Średniowieczna Sendomiria, czyli po prostu Sandomierz (cz.1).

Kolejne miejsce z serii must see (muszę zobaczyć), które spodoba się chyba każdemu. Ostatnio zostało dobrze rozreklamowane dzięki serialowemu ojcu Mateuszowi, którego śladów jest tu całe mnóstwo. Reklama pewnie swoje zrobiła, ale dla mnie nie jest ważna, bowiem miasto jest tak atrakcyjne i ciekawe, że broni się samo. Sandomierz położony jest wyjątkowo malowniczo, bo na skraju Wyżyny Kielecko-Sandomierskiej, która w tym miejscu opada kilkudziesięciometrowymi skarpami do doliny Wisły. Dla mnie jest to najładniej położone polskie miasto, spośród tych, które odwiedziłam. Wzniesiono je na kilku wzgórzach i ich zboczach, które przedzielone są malowniczymi wąwozami. Od X wieku było siedzibą książąt i rezydencją królów i należało do największych polskich miast. Położone strategicznie nad Wisłą, stało na straży przepraw podróżników zmierzających szlakiem komunikacyjnym z zachodu Europy na wschód, aż do imperium mongolskiego.

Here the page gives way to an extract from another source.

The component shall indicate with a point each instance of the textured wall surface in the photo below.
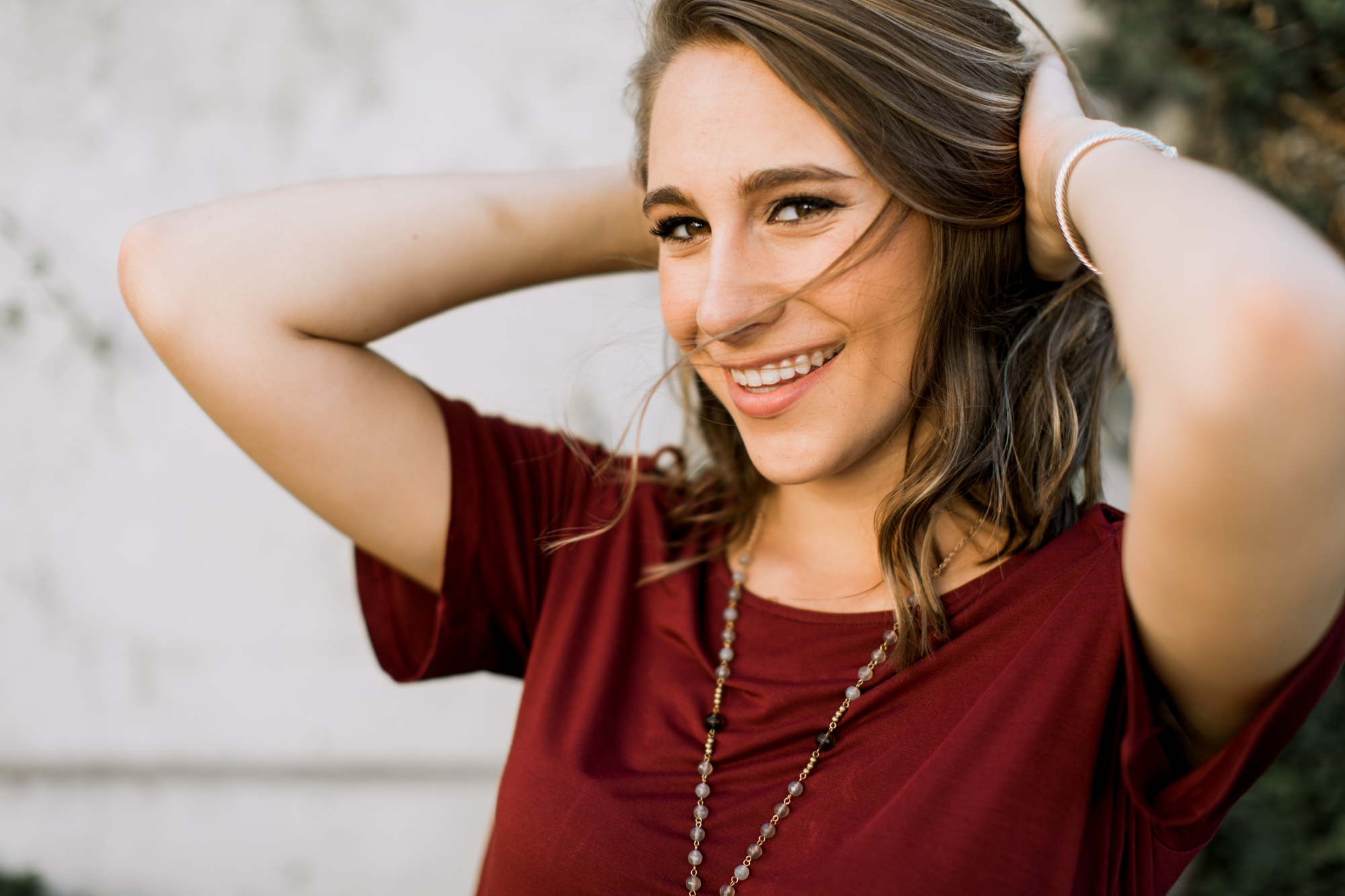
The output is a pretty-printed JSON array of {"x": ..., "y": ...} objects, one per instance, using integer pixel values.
[{"x": 188, "y": 700}]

Na średniowiecznych mapach nazywane jest ładnie - Sendomirią. Z racji położenia i znaczenia było miejscem budowania pięknych obiektów mieszkalnych oraz wielu kościołów i klasztorów, zgodnie z europejską modą architektoniczną. A wysoki poziom nauczania szkół przykościelnych znany był daleko poza granicami kraju. Do dziś w wielu budowlach sakralnych i również miejskich, widoczny jest wielowiekowy, wspaniały rozkwit miasta. A zabytków, w tym niedużym, liczącym dwadzieścia kilka tysięcy mieszkańców mieście, pozostało około 120! Najcenniejsze i najpiękniejsze to: Ratusz ze Starym Miastem, Kościół św. Jakuba, Brama Opatowska z fragmentami murów obronnych, Zamek, Katedra, kamienice mieszczańskie i dworki.



Taki widok jest z Bramy Opatowskiej.
WIDOK Z BRAMY OPATOWSKIEJ NA STARE MIASTO.

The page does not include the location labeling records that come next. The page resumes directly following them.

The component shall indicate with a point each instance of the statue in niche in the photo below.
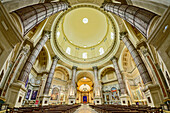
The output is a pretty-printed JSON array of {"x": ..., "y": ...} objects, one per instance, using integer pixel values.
[
  {"x": 114, "y": 92},
  {"x": 55, "y": 93}
]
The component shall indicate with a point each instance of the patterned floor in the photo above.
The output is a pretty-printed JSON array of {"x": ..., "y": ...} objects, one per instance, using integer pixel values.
[{"x": 84, "y": 108}]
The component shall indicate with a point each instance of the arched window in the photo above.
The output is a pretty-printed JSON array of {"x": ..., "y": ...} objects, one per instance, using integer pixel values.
[
  {"x": 114, "y": 92},
  {"x": 58, "y": 34},
  {"x": 84, "y": 55},
  {"x": 112, "y": 35}
]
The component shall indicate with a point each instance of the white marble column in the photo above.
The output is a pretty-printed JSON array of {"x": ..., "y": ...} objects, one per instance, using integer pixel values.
[
  {"x": 73, "y": 87},
  {"x": 32, "y": 57},
  {"x": 50, "y": 76},
  {"x": 119, "y": 76},
  {"x": 15, "y": 69},
  {"x": 97, "y": 87},
  {"x": 137, "y": 59}
]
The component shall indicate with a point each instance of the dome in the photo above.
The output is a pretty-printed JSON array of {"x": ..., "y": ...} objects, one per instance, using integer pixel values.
[{"x": 83, "y": 35}]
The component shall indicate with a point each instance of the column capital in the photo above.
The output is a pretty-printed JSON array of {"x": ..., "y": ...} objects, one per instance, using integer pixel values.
[
  {"x": 56, "y": 57},
  {"x": 113, "y": 58},
  {"x": 48, "y": 33},
  {"x": 141, "y": 44},
  {"x": 123, "y": 34},
  {"x": 74, "y": 67},
  {"x": 95, "y": 67}
]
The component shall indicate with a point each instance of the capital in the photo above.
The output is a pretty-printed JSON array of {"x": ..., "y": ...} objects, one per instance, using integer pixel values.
[
  {"x": 56, "y": 57},
  {"x": 95, "y": 67},
  {"x": 74, "y": 67},
  {"x": 48, "y": 33},
  {"x": 123, "y": 34},
  {"x": 113, "y": 58},
  {"x": 141, "y": 44},
  {"x": 67, "y": 2}
]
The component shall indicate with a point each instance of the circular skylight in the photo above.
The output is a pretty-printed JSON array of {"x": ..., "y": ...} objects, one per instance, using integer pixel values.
[{"x": 85, "y": 20}]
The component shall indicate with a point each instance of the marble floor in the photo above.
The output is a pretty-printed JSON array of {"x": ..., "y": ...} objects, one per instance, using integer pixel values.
[{"x": 85, "y": 108}]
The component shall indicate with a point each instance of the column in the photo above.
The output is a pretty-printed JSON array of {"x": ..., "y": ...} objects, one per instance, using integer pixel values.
[
  {"x": 74, "y": 70},
  {"x": 97, "y": 87},
  {"x": 119, "y": 76},
  {"x": 140, "y": 18},
  {"x": 11, "y": 87},
  {"x": 30, "y": 16},
  {"x": 73, "y": 88},
  {"x": 159, "y": 86},
  {"x": 137, "y": 59},
  {"x": 32, "y": 57},
  {"x": 50, "y": 76},
  {"x": 125, "y": 99},
  {"x": 44, "y": 100}
]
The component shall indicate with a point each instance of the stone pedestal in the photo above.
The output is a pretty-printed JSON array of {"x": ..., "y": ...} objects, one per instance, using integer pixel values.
[
  {"x": 125, "y": 100},
  {"x": 44, "y": 100},
  {"x": 71, "y": 100},
  {"x": 153, "y": 95},
  {"x": 16, "y": 94},
  {"x": 98, "y": 101}
]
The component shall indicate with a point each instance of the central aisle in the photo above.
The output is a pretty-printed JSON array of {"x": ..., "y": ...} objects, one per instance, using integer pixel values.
[{"x": 85, "y": 109}]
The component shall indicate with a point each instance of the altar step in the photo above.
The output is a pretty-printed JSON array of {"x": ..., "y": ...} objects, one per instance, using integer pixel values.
[{"x": 85, "y": 109}]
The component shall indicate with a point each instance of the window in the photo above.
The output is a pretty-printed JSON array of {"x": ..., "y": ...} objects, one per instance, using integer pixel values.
[
  {"x": 112, "y": 35},
  {"x": 68, "y": 50},
  {"x": 84, "y": 55},
  {"x": 101, "y": 50}
]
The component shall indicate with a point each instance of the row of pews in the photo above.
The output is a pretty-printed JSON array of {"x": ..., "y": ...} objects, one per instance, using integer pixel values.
[
  {"x": 46, "y": 109},
  {"x": 125, "y": 109}
]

Swoje zwiedzanie zaczęliśmy od dołu, czyli z poziomu Wisły, bo tam znajdują się parkingi. Ale gdy podnosimy głowę, już widzimy wieże kościołów, piękne budowle, a na wzgórzu po lewej - Zamek. Serce się raduje, że za chwilę tam podejdziemy i będziemy mogli to niesamowicie położone miejsce zobaczyć na własne oczy! 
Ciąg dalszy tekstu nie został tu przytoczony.